Yale-LILY / SummerTime

An open-source text summarization toolkit for non-experts. EMNLP'2021 Demo
https://arxiv.org/abs/2108.12738
Apache License 2.0
264 stars 30 forks source link

evaluation refactoring #23

Closed zhangir-azerbayev closed 3 years ago

zhangir-azerbayev commented 3 years ago

Modified evaluation library to better align with style conventions.

One thing I can't figure out how to do is import SummModel into base_metric.py for type annotation purposes. Any help with this is appreciated.

zhangir-azerbayev commented 3 years ago

Hi Ansong, I fixed the issues raised in your comments with a new commit. Let me know what you think. I've also added a new class called SummEvalMetric, which inherits from SummMetric and is specifically for metrics that use SummEval as a backend (as of right now, this is all of them) .

niansong1996 commented 3 years ago

@zhangir-azerbayev Did you forget to check the summeval_metric.py into git? It seems to be missing from my end.

Also, there are some relative imports, which we should try to avoid.

Other than those, I think the class design makes sense to me and is much better than last time :)

zhangir-azerbayev commented 3 years ago

@niansong1996 Sorry, I forgot to check the summeval_metric.py, this is fixed now. I also got rid of the relative imports.
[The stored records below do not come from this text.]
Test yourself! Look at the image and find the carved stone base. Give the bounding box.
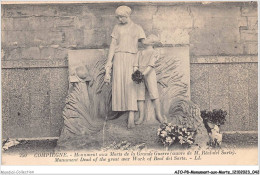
[168,97,209,147]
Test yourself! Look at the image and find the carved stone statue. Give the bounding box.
[104,6,146,129]
[135,34,167,125]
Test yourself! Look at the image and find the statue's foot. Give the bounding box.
[158,115,167,123]
[127,123,135,129]
[135,118,144,125]
[163,115,168,123]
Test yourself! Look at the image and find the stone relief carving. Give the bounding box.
[57,6,208,150]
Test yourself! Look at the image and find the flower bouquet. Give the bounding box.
[201,109,227,127]
[157,123,196,149]
[132,70,144,84]
[200,109,227,147]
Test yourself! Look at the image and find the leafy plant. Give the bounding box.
[157,123,196,148]
[200,109,227,127]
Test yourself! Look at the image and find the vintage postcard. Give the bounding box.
[1,0,258,170]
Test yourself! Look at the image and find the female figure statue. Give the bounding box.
[104,6,146,129]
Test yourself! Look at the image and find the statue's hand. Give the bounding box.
[104,73,111,84]
[133,66,138,72]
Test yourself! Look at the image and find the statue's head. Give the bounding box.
[115,6,132,24]
[143,34,161,47]
[75,66,89,80]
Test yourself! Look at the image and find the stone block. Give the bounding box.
[248,17,258,30]
[244,43,258,55]
[240,29,258,42]
[84,29,108,48]
[3,69,31,138]
[131,16,153,35]
[228,64,249,131]
[153,15,192,30]
[1,18,13,31]
[190,5,241,18]
[83,3,115,18]
[1,31,8,48]
[157,5,192,17]
[248,63,258,131]
[1,49,5,60]
[30,94,50,120]
[160,29,190,45]
[34,30,63,46]
[10,69,31,94]
[190,64,209,110]
[152,6,192,30]
[91,16,107,29]
[49,68,68,96]
[61,29,84,47]
[29,68,50,95]
[56,4,83,16]
[193,17,206,29]
[29,118,51,137]
[190,42,243,56]
[49,31,64,45]
[21,47,40,60]
[40,47,55,60]
[74,15,93,30]
[2,70,10,139]
[29,16,55,30]
[5,47,22,60]
[13,17,30,31]
[53,47,68,60]
[5,31,26,47]
[191,17,240,43]
[131,5,157,17]
[242,6,258,17]
[49,68,68,136]
[24,31,37,47]
[31,5,58,17]
[208,64,230,131]
[2,4,34,18]
[238,17,248,27]
[54,16,75,29]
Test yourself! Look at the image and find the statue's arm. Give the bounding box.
[133,52,140,72]
[105,38,116,73]
[104,38,116,83]
[142,66,152,76]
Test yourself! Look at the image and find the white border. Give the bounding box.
[1,0,259,174]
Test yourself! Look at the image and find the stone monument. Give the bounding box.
[57,45,208,149]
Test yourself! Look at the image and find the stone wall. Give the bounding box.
[1,2,258,138]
niansong1996 commented 3 years ago

@zhangir-azerbayev I think one other thing that is missing is testing.

Can you follow what we have in tests and add a eval_test.py and add some testing, to make sure it works as expected?

niansong1996 commented 3 years ago

The commits looks good so far, let me know when you resolved all my previous comments by requesting a review, then I can see if this can be merged into main, thanks!
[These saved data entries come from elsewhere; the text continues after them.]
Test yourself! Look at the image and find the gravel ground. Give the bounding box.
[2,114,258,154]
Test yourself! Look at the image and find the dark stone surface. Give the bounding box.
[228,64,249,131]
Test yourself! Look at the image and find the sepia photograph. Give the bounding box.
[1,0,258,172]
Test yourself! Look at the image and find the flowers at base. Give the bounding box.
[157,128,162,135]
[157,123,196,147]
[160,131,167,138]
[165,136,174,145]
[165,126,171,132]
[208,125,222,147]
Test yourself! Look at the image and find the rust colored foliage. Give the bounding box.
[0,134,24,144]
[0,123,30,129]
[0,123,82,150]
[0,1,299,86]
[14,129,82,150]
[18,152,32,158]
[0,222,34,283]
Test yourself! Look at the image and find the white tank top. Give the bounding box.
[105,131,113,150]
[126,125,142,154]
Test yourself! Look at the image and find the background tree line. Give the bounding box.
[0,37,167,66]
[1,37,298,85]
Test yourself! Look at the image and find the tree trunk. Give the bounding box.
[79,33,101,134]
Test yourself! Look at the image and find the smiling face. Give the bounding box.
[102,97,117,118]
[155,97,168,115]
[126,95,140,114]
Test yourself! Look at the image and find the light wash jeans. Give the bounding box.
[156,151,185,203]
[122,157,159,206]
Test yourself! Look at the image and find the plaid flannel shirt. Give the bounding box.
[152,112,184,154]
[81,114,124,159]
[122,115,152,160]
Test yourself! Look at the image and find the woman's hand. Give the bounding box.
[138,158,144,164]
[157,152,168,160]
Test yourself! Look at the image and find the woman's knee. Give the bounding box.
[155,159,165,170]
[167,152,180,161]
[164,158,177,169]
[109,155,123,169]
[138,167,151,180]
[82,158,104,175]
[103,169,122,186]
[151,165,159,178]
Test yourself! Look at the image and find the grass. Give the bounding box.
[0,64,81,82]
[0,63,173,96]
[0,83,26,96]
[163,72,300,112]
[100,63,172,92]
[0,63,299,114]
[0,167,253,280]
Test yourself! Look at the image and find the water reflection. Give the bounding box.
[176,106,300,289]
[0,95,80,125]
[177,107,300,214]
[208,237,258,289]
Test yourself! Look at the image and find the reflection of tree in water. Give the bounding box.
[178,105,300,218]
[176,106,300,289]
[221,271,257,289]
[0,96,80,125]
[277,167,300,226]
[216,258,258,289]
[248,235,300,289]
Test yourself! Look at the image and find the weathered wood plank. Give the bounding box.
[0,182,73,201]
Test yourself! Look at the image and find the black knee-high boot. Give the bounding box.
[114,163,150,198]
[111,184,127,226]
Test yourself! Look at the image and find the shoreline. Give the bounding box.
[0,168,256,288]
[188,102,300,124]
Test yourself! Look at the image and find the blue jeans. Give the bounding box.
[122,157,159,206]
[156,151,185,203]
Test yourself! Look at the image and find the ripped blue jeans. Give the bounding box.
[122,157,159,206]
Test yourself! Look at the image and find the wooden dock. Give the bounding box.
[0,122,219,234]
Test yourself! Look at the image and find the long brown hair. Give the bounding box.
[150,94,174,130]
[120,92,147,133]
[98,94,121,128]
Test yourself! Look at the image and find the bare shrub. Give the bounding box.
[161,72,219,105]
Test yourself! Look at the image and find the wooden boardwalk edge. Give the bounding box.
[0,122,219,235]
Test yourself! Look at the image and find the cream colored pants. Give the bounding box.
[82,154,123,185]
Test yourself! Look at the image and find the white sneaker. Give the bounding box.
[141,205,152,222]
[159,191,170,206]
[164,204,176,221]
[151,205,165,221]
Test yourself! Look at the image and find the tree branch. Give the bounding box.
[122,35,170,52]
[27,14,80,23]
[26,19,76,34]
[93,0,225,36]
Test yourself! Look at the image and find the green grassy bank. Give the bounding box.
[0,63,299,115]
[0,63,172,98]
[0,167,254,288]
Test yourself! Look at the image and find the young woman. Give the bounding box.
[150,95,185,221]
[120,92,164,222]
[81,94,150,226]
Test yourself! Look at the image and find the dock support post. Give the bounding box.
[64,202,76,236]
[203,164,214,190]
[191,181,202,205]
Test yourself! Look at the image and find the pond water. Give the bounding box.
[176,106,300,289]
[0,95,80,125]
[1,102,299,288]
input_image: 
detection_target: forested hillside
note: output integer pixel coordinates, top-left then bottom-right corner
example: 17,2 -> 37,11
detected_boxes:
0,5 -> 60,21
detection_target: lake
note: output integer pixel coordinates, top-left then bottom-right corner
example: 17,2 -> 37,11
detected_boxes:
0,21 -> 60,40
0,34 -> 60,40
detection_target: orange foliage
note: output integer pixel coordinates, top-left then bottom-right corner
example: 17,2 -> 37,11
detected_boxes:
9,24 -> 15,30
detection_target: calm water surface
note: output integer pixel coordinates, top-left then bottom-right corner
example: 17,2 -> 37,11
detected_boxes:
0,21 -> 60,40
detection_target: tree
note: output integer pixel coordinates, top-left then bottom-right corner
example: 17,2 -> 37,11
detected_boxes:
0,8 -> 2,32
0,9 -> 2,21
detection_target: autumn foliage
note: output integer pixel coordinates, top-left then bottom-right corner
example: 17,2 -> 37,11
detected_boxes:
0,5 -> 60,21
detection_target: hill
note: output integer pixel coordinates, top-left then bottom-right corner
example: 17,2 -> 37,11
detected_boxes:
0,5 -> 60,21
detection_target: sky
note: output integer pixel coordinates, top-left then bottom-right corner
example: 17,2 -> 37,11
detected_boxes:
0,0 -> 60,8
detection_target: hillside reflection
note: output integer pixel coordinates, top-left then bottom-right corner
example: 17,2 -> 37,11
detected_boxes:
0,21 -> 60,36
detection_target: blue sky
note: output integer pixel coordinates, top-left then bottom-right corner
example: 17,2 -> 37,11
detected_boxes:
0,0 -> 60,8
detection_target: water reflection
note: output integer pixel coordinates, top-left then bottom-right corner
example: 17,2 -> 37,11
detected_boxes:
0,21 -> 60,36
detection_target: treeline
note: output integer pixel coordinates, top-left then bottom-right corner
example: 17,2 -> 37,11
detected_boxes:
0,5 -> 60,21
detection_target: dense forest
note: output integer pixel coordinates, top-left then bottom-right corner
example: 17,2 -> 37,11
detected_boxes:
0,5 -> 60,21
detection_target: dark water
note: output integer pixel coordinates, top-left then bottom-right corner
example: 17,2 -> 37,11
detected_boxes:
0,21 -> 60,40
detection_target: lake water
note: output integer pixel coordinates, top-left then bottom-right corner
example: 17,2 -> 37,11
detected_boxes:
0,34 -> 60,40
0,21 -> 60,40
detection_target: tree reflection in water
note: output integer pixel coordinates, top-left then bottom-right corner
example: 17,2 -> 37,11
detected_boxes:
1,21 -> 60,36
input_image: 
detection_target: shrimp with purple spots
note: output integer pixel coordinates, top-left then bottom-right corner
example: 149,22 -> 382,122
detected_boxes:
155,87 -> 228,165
niansong1996 commented 3 years ago

@zhangir-azerbayev Where are we on this thread?

zhangir-azerbayev commented 3 years ago

@zhangir-azerbayev Where are we on this thread?

Hi @niansong1996. I added a commit with unit testing.

niansong1996 commented 3 years ago

@zhangir-azerbayev Please resolve the comments I made above, also there is currently a conflict on demo.ipynb, have you made any important changes to that file?

zhangir-azerbayev commented 3 years ago

Should be ready to merge.

niansong1996 commented 3 years ago

@zhangir-azerbayev Why is RougeWE still removed? I thought we fixed the loading issue?

zhangir-azerbayev commented 3 years ago

@niansong1996 good catch, I fixed it.

niansong1996 commented 3 years ago

@zhangir-azerbayev LGTM, are all of the evaluation metrics passing the test? If so, I think this is ready to merge

zhangir-azerbayev commented 3 years ago

@niansong1996 Found a minor bug in the testing script. Tests now pass.